In doing so, he left himself open to Reislon, who could hardly do any precision shooting with his flamer.
With a single motion, the Lokar dropped the flamer to the deck with a clang and brought up his left arm. With a crackling snap, a burst of slivers from his implanted needler whipped past Rachel’s cheek at a distance of millimeters and through Valdes’s laser pistol and the hand holding it.
The Kappainu’s hand didn’t even have time to bleed before reconfiguring itself around the tiny holes. But it startled him, and the laser pistol was knocked out of line before he could press the firing stud.
Rachel broke free and brought an elbow back into Valdes’s midriff. At the same instant, Morales sprang forward like a leopard, dropping her M-3 so as to use her good arm to grip his right wrist and wrench the laser pistol from it. Together, the two women wrestled him to the deck.

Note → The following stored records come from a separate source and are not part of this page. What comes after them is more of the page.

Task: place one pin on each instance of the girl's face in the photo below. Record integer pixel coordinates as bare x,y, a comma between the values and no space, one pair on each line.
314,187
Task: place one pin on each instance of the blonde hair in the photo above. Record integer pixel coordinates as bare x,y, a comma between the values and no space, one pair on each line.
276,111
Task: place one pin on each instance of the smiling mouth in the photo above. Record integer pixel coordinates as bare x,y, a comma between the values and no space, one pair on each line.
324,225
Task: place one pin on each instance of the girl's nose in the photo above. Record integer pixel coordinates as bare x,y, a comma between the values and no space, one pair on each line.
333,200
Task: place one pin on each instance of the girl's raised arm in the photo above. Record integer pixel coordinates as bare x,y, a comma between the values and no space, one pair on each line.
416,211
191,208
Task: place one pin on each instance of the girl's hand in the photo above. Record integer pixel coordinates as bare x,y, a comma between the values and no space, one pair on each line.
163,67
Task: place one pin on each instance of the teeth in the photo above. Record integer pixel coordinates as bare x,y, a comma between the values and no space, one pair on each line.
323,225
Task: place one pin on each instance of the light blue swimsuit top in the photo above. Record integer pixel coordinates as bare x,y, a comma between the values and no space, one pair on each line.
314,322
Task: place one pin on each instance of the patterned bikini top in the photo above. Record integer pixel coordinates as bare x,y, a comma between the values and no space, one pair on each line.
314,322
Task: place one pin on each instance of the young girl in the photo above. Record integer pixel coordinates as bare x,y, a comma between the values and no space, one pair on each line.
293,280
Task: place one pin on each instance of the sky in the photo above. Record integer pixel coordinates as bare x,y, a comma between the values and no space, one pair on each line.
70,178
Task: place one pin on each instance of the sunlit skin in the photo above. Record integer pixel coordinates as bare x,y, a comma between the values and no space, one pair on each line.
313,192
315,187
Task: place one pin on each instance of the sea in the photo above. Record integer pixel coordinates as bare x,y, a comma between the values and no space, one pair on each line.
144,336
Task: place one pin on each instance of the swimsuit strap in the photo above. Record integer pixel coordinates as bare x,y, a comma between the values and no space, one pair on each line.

Andrew touched the human-seeming forehead with the muzzle of his M-15A. “If you try to transform back into your natural shape, I’ll destro
y your brain. We happen to know that instantaneous death halts the process and leaves you in human form.” Valdes only glared.
Andrew noted a trickle of blood from a hairline cut on Rachel’s cheek. “You took an awful chance with that shot,” he remarked to Reislon.
“My weapon implant incorporates a neural targeting feature that projects crosshairs directly onto my optic nerve,” the Lokar explained. “It’s quite accurate.”
“I’m glad you risked it,” said Rachel. “Thank you. Thank you all.” For an instant her eyes met Andrew’s, and what he saw caused warmth to seep back into his soul.
“Let’s get back to the ship,” he said gruffly.
“First,” said Gallivan, “we might want to make certain our friend here can’t raise an alarm about our little surprise package.” With his knife he cut two strips from Valdes’s sleeve. One he used as a gag, the other to tie Valdes’s wrists behind him. While he worked, Andrew spoke into his wrist communicator to Lieutenant Davis, in charge at the ship.
“The hangar bay is still secured, sir,” reported the very young officer in a commendably steady voice. “They’ve got all the exits—including the one you went through—blocked off, and they’ve tried a couple of probing attacks, but not very hard. Maybe they’re afraid we’ll use the ship’s lasers again if they succeed in breaking in.”
“Sit tight and prepare for immediate departure—and for activation of the detonation sequence. We’re on our way. Out.” Andrew turned to what was left of Section One. “All right. Let’s go. Reislon, bring up the rear. On your way out, use your flamer’s last fuel on this control center.”
They returned the way they had come, through devastated compartments and passageways, seeing few Kappainu. Valdes’s hostage value proved sufficient to get them past those few without resistance. Then they were nearing the hangar bay, and Andrew could see the Kappainu barricade ahead.
Andrew grabbed Valdes by one upper arm and shoved him forward while holding his M-15A to his head. “Attention!” he yelled. “We have Valdes. If we are fired on, he dies!”